FILE PHOTO: Stairs stand on a tarmac next to a Delta Air Lines plane at Pittsburgh International Airport in Pittsburgh, Pennsylvania, U.S., October 3, 2020. REUTERS/Shannon Stapleton
January 11, 2022
By David Shepardson and Stella Qiu
WASHINGTON/BEIJING (Reuters) – China has ordered the cancellation of more than two dozen scheduled flights from the United States in recent weeks after numerous passengers tested positive for COVID-19 after arriving in China.
China’s aviation regulator has mandated the cancellations of eight total scheduled U.S. passenger airline flights for Shanghai under its COVID-19 pandemic rules: four by United Airlines and two each from Delta Air Lines and American Airlines.
Delta said it canceled Detroit to Shanghai flights last Friday and Jan. 14 due to the Chinese rule requiring “all affected carriers”, whose passengers test positive for COVID-19, “to cancel inbound service on certain China flights.”
The Civil Aviation Administration of China (CAAC) has also canceled at least 22 other U.S. bound flights operated by Chinese carriers since December after positive COVID-19 tests, including eight by China Southern Airlines Co.
The United States is facing a surge in infections caused by the highly contagious Omicron variant and on Monday had 132,646 people hospitalized with COVID, surpassing the record of 132,051 set in January 2021. The seven-day average for new cases has doubled in the last 10 days to 704,000.
United said it had been forced to cancel flights from San Francisco to Shanghai scheduled for Jan. 15, 19, 22 and 26. The Chicago-based carrier flies from San Francisco to Shanghai four times weekly.
The U.S. Transportation Department (USDOT) did not immediately comment late Monday.
U.S.-CHINA AIR SERVICES
Since the COVID-19 pandemic, China and the United States have sparred over air services.
In August, USDOT limited four flights from Chinese carriers to 40% passenger capacity for four weeks after Beijing imposed identical limits on four United Airlines flights.
China told United in August it was imposing curbs on some flights after it alleged five passengers who traveled from San Francisco to Shanghai tested positive for COVID-19 on July 21.
USDOT said in August that China’s policy “places undue culpability on carriers with respect to travelers that test positive for COVID-19 after their arrival in China.”
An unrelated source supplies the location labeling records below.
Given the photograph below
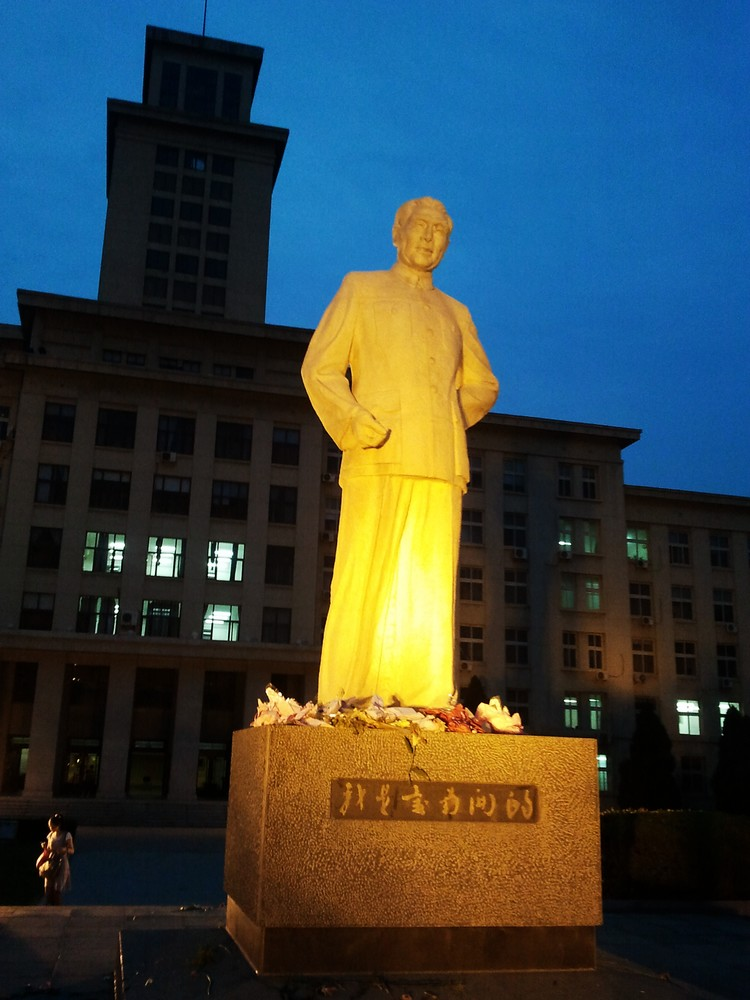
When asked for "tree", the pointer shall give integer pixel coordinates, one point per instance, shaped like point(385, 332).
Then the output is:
point(731, 780)
point(647, 778)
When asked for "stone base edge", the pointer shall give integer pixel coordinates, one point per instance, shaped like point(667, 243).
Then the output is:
point(276, 951)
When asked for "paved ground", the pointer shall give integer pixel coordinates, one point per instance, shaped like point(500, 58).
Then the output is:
point(159, 892)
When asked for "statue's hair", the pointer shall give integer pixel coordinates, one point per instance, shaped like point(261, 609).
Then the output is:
point(408, 207)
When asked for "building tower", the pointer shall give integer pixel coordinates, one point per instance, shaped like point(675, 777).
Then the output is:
point(189, 183)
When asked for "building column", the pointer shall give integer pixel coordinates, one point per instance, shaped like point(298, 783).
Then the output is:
point(118, 717)
point(45, 726)
point(187, 730)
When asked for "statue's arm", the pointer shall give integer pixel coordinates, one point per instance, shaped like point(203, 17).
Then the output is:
point(324, 374)
point(479, 388)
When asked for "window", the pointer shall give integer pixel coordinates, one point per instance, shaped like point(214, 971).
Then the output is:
point(592, 588)
point(276, 625)
point(44, 548)
point(103, 552)
point(37, 611)
point(176, 434)
point(591, 537)
point(280, 565)
point(165, 557)
point(679, 548)
point(471, 643)
point(115, 428)
point(564, 480)
point(471, 583)
point(472, 527)
point(161, 619)
point(282, 504)
point(233, 441)
point(643, 656)
point(170, 495)
point(476, 470)
point(682, 603)
point(726, 660)
point(97, 615)
point(723, 605)
point(640, 600)
point(59, 422)
point(688, 717)
point(110, 489)
point(570, 650)
point(229, 499)
point(565, 536)
point(221, 622)
point(514, 530)
point(589, 482)
point(517, 647)
point(516, 589)
point(719, 548)
point(285, 446)
point(225, 561)
point(637, 544)
point(514, 475)
point(567, 591)
point(685, 661)
point(200, 91)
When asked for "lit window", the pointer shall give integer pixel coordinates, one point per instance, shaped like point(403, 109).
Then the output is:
point(103, 552)
point(688, 717)
point(165, 556)
point(225, 561)
point(221, 622)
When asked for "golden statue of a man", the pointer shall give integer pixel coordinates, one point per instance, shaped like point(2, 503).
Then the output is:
point(396, 373)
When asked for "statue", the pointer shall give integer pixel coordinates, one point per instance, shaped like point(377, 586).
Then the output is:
point(396, 373)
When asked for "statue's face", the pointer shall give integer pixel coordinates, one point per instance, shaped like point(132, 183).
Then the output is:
point(422, 240)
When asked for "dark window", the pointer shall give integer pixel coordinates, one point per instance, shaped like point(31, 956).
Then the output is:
point(277, 625)
point(59, 421)
point(167, 156)
point(282, 504)
point(51, 484)
point(170, 495)
point(37, 611)
point(176, 434)
point(110, 489)
point(170, 85)
point(44, 547)
point(229, 499)
point(280, 565)
point(161, 618)
point(200, 91)
point(285, 446)
point(233, 440)
point(115, 428)
point(230, 99)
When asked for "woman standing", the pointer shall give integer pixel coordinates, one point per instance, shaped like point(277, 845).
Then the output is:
point(59, 844)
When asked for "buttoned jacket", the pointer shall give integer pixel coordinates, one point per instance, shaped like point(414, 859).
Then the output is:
point(408, 355)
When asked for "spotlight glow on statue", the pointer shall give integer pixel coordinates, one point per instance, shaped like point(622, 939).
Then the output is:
point(396, 373)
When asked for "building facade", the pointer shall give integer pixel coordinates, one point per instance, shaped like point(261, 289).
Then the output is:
point(169, 509)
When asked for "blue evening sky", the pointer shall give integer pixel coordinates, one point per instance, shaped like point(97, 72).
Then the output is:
point(594, 156)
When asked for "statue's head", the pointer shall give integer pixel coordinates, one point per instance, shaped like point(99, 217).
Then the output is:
point(421, 233)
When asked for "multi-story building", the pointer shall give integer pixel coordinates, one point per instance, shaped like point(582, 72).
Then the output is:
point(169, 508)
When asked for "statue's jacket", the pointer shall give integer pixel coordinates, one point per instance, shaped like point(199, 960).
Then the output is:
point(415, 363)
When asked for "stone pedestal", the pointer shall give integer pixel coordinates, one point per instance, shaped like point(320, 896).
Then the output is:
point(354, 853)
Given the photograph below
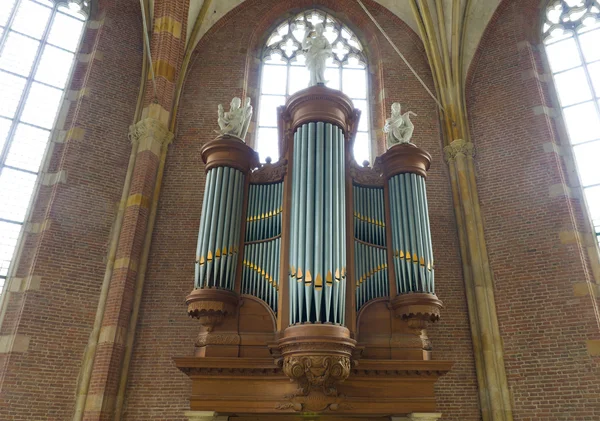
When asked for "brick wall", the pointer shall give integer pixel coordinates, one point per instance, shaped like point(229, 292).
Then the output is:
point(536, 265)
point(70, 253)
point(226, 64)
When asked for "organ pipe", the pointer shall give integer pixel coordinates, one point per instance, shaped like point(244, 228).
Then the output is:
point(261, 264)
point(217, 243)
point(318, 223)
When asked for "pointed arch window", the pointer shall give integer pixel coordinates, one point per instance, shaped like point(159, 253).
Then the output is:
point(571, 35)
point(38, 43)
point(284, 73)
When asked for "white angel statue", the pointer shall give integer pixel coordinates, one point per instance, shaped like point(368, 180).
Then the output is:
point(318, 50)
point(237, 120)
point(398, 127)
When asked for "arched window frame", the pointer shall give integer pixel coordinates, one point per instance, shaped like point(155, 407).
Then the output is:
point(39, 42)
point(350, 56)
point(571, 38)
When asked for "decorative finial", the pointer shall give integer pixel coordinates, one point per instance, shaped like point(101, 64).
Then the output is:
point(237, 120)
point(318, 50)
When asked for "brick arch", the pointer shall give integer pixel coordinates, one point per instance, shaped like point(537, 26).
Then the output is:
point(347, 12)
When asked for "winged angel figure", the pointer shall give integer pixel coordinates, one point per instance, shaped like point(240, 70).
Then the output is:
point(237, 120)
point(398, 127)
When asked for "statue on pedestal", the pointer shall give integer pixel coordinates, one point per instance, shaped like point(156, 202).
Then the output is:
point(318, 50)
point(237, 120)
point(398, 127)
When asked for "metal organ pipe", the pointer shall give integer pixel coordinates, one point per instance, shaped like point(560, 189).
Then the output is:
point(369, 244)
point(411, 234)
point(317, 225)
point(220, 220)
point(260, 275)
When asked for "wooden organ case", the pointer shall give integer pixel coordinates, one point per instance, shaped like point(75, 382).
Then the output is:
point(314, 276)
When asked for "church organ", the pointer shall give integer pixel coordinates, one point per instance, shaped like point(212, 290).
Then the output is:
point(315, 270)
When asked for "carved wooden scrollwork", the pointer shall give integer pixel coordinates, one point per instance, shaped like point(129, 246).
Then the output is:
point(367, 176)
point(269, 173)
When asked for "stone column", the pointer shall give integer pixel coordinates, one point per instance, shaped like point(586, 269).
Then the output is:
point(487, 343)
point(150, 138)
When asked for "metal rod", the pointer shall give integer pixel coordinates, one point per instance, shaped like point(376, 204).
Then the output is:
point(402, 57)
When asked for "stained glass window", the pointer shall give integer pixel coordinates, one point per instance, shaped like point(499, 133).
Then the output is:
point(572, 39)
point(38, 43)
point(284, 73)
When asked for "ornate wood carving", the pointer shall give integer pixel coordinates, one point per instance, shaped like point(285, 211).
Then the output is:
point(367, 176)
point(269, 173)
point(211, 306)
point(405, 158)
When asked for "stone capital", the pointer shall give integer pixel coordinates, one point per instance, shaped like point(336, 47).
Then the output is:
point(458, 147)
point(150, 134)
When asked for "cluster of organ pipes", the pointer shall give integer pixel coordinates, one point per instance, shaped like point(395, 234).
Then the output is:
point(262, 250)
point(369, 214)
point(264, 211)
point(262, 279)
point(370, 257)
point(220, 225)
point(317, 275)
point(388, 227)
point(411, 236)
point(370, 267)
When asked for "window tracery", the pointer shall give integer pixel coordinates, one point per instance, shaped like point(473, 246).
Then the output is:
point(38, 43)
point(284, 73)
point(571, 35)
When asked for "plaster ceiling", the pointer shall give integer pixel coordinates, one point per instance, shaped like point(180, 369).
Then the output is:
point(477, 18)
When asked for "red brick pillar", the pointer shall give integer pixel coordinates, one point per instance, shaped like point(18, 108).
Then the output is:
point(150, 137)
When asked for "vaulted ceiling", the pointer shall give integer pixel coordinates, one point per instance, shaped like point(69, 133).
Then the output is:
point(477, 14)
The department said carriers “have no means to independently verify positive test results alleged by Chinese authorities.”
A long-standing U.S.-China air agreement allows the countries to operate over 100 weekly flights between the two nations but only a fraction of those are currently operating.
Former U.S. President Donald Trump in January 2020 barred nearly all non-U.S. citizens who had been in China within the last 14 days from traveling to the United States.
President Joe Biden in November lifted the Chinese travel restrictions for fully vaccinated foreign air travelers.